A good trio of opponents of the kind that you would expect a free market politician to identify.

In a recent article for The Sunday Times the successful businessman and founder of the Centre for Entrepreneurs, Luke Johnson, was able to identify many more “enemies of enterprise” – listing eight in total. “Socialist politicians” who endlessly intervene in markets were top of Mr Johnson’s little list. Then came “unprincipled lawyers” who impose an impossible burden of litigation on businesses. Luddite “union bosses” who use their power to oppose all kinds of technological and workplace modernisations. “Crony capitalists” who succeed in business – not through innovation - but by cosying up to politicians. “Nimby disciples” who would like the property and planning system frozen in time. And “pessimist academics” who ignore all of capitalism’s great achievements in favour of doomsday predictions about the environment, austerity and equality.

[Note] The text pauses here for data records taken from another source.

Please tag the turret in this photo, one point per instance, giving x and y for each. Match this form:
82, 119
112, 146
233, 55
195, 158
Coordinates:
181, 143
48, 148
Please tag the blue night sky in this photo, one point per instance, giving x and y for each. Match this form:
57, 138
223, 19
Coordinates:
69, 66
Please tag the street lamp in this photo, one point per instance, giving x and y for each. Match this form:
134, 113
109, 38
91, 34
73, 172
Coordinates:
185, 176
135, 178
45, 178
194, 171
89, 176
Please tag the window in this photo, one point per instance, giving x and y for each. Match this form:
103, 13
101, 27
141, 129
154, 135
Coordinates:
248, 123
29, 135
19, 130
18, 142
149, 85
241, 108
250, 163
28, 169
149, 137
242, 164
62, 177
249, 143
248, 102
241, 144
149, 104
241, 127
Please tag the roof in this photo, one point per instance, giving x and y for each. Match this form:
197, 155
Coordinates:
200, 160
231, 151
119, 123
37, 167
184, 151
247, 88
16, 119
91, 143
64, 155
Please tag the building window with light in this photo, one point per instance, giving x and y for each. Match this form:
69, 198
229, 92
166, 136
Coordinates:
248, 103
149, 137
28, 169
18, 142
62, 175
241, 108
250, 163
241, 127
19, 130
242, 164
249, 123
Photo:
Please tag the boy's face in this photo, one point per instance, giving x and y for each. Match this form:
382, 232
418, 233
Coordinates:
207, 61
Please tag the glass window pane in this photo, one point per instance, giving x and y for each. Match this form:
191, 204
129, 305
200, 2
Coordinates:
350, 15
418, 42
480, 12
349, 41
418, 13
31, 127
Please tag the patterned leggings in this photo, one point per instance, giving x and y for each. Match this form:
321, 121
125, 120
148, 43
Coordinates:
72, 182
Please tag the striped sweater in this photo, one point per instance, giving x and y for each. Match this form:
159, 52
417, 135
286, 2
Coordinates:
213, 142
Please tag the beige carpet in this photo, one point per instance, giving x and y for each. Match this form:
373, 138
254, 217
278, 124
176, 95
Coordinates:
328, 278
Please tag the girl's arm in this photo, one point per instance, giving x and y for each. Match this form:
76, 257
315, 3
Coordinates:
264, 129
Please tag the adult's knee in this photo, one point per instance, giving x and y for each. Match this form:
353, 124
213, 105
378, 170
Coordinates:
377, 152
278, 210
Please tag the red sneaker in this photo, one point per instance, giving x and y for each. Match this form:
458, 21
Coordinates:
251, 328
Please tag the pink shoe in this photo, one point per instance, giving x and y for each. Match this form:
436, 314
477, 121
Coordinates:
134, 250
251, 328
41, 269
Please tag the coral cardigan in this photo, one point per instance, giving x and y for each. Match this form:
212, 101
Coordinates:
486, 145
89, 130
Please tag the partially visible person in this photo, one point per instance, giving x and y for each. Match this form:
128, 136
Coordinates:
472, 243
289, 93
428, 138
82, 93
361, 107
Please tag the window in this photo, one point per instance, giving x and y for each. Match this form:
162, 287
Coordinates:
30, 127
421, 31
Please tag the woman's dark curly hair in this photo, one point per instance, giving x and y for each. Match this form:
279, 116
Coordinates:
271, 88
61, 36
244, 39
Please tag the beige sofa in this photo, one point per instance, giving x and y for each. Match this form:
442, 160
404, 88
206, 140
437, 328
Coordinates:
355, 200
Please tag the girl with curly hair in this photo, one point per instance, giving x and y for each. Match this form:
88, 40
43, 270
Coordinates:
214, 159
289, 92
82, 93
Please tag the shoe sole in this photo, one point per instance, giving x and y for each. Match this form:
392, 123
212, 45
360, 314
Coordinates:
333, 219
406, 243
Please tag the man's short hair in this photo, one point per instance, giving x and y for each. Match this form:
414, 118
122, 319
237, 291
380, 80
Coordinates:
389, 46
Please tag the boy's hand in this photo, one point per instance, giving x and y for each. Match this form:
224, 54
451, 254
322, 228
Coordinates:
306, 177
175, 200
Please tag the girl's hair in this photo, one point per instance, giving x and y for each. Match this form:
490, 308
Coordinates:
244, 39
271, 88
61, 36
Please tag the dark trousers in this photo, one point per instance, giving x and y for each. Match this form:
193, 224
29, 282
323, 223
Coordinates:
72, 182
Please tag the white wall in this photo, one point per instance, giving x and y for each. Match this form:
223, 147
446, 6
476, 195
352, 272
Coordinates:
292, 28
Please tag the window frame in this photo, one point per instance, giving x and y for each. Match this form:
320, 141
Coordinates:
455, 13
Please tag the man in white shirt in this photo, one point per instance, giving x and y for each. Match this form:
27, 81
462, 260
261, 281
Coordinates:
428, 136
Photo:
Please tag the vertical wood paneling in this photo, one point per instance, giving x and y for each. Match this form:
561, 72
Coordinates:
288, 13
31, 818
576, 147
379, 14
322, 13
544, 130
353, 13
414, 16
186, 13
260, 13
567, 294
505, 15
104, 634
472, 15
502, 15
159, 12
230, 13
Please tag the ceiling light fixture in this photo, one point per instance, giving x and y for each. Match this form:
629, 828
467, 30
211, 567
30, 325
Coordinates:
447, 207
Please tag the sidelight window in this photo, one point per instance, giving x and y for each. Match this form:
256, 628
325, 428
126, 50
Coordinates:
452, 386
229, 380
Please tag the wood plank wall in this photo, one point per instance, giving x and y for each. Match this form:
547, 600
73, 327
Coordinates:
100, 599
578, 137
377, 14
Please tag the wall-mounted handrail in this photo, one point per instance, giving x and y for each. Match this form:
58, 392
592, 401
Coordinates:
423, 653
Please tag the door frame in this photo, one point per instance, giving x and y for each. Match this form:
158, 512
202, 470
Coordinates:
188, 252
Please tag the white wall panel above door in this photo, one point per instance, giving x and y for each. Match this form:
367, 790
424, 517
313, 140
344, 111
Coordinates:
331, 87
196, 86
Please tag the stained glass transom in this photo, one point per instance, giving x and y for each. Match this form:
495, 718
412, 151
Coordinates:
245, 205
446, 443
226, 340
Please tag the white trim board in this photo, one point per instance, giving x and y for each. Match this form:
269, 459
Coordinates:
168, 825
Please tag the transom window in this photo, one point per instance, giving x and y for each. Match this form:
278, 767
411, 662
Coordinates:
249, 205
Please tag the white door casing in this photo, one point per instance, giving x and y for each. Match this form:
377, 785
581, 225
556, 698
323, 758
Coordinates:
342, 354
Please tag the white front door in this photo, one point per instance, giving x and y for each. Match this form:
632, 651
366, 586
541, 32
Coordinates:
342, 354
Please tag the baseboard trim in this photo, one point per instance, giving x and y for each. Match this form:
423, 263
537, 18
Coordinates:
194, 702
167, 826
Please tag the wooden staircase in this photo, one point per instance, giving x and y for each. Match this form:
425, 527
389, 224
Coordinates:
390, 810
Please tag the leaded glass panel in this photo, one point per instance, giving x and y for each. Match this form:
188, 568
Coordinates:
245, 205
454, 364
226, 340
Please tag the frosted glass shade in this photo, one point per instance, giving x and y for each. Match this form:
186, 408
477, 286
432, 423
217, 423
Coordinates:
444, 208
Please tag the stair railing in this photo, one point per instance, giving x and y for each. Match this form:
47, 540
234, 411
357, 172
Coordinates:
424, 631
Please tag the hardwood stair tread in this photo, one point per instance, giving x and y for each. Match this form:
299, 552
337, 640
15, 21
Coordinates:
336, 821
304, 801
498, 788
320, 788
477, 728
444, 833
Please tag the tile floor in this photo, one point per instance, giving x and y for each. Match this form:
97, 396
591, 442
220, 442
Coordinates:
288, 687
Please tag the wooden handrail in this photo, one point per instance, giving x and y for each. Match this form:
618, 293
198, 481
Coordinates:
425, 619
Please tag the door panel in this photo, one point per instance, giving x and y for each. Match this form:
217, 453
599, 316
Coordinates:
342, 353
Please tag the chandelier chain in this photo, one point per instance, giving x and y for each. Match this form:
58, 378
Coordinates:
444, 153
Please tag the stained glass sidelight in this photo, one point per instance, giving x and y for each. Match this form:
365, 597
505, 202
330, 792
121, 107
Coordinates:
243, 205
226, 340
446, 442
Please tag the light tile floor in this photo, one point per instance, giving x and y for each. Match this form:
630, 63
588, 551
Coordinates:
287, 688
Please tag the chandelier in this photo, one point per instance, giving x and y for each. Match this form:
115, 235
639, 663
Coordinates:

Luke Johnson’s list is a good one because capitalism’s conventional enemies may lose battles but they never give up the war. I want to identify one more kind of enemy. They are the apologists within capitalism and within capitalist-friendly parties who will defend anything and everything that is done in the name of economic freedom. That includes massive corporate donations to political parties. Boardroom pay that bears little relationship to underlying performance or international yardsticks. The idea that firms have no responsibilities beyond short-term profit maximisation. That firms have no responsibilities to a domestic country’s workforce – only a self-interested interest in large-scale economic immigration. That any kind of sky high interest rate charged by a pay day loan company is ok.

Nearly a century ago John Maynard Keynes recognised this problem. “Devotees of capitalism,” he wrote in The End of Laissez Faire (1926), “are often unduly conservative, and reject reforms in its technique, which might really strengthen and preserve it, for fear that they may prove to be first steps away from capitalism itself.” What we might call a conservative libertarianism is particularly powerful in what we might call the “donor class”. This class – that is notable for channelling money to the Republican Party in the USA and to a range of influential global free market organisations – is reflexively anti-government. It benefits disproportionately from low taxes on wealth, high levels of immigration and weak competition policies. It can be as disdainful of the “middle class values” of advanced electorates as anyone on the progressive Left. Ross Douthat, a Catholic writer at the New York Times, has repeatedly noted the influence of this class. The challenge for friends of the free market is to work harder to recognise the difference between what free markets do that is in the interests of the largest possible number and what free markets do that narrowly serve the donor class. The interests of the donor class and great mass often overlap but they are not entirely the same. The search to identify the difference is one of the key themes running through this report – not least in a series of new statistical measures that I propose in section four.